Con la otra alargó el billete a Filipo, que lo leyó mientras él ingería la poción.

El médico no se descompuso lo más mínimo, y cuando el rey hubo terminado puso el resto de la medicina en un vaso y dijo:

—Beberás otra dosis esta noche antes de irte a la cama. Mañana podrás empezar a comer algo sólido. Dejaré a Leptina las prescripciones para tu dieta. Síguelas escrupulosamente.

—Así lo haré —le aseguró el rey.

—Entonces, yo me vuelvo al campamento. Hay bastante gente enferma, ¿lo sabías?

—Sí, lo sé —repuso Alejandro—. Es un problema. Darío se está acercando, lo presiento. He de recuperar mis fuerzas sin falta. —Luego, mientras Filipo se despedía, preguntó—: ¿Quién crees que ha sido?

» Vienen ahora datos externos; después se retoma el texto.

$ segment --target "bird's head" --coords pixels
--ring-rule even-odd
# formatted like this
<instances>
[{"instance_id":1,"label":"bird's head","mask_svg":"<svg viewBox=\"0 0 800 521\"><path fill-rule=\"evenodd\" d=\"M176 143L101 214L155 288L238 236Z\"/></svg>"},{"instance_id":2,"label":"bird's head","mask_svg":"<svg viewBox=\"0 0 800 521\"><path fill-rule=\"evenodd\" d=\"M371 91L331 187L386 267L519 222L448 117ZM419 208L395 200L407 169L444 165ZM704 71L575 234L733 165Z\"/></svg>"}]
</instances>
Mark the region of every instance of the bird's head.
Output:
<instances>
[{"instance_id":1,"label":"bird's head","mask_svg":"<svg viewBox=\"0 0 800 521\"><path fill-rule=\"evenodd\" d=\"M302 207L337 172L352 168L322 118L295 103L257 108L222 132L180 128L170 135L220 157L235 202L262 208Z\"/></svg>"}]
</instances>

Filipo se encogió de hombros.

—No tengo ni idea. Pero hay algunos jóvenes cirujanos muy buenos y muy ambiciosos que pueden aspirar al cargo de médico privado del rey. Si me sucediera algo a mí, alguno de ellos podría ocupar mi puesto.

—Con sólo que me digas quiénes son, yo…

—Mejor no, señor. Dentro de no mucho tendremos necesidad de todos nuestros cirujanos y no sé siquiera si serán suficientes. Gracias, en cualquier caso, por la confianza —añadió, y salió cerrando la puerta detrás de sí.